One Of Bank of America’s “Guaranteed Bear Market” Indicators Was Just Triggered

Thursday, December 7, 2017
By Paul Martin

by Tyler Durden
ZeroHedge.com
Dec 7, 2017

It is undisputed that the last 2 quarters have demonstrated an impressive jump in corporate earnings growth, if mostly due to a beneficial base effect from plunging 2016 earnings which pushed them below levels reached in 2014. And naturally, this rebound has been more than priced into a market which has seen substantial multiple expansion since the Trump election to boot. But what is much more important for the market is what corporate earnings look like in the future, and it is here that Bank of America has just raised a very troubling red flag.

According to BofA’s Savita Subramanian, in November the S&P 500’s three-month earnings estimate revision ratio (ERR) fell for the fourth consecutive month to 0.99 (from 1.03), indicating that for the first time in seven months, there were more negative than positive earnings revisions, needless to say a major negative inflection point in the recent surge in profits. The bank’s more volatile one-month ERR also weakened to 0.94 (from 1.16).
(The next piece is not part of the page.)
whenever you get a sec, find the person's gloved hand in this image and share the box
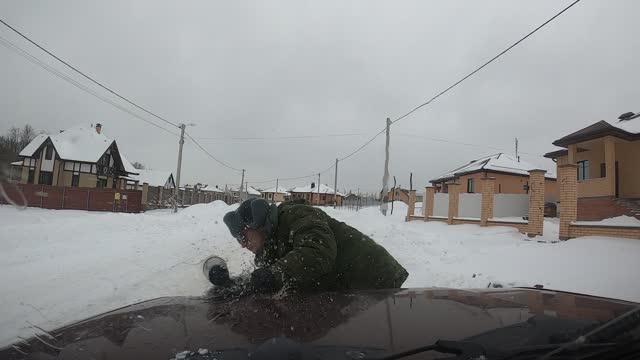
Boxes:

A breakdown of EER by sector showed a sudden and broad-based deterioration, as the three-month ERR weakened across eight of the 11 sectors, with Materials, Health Care, and Financials seeing the biggest declines while, not surprisingly, Tech and Energy have the highest three-month ERRs, with Energy’s ERR expanding the most on the back of rallying oil prices. Meanwhile, Telecom, Real Estate, and Discretionary have the weakest ratios, and November saw a drop in the Health Care and Industrials’ EER ratio below 1.0 (meaning more cuts than raises to earnings forecasts) for the first time since March. Furthermore, while two sectors have been “improving” in recent months: namely Energy and Tech whose ERRs have been rising; all other sectors have seen their ERRs roll over.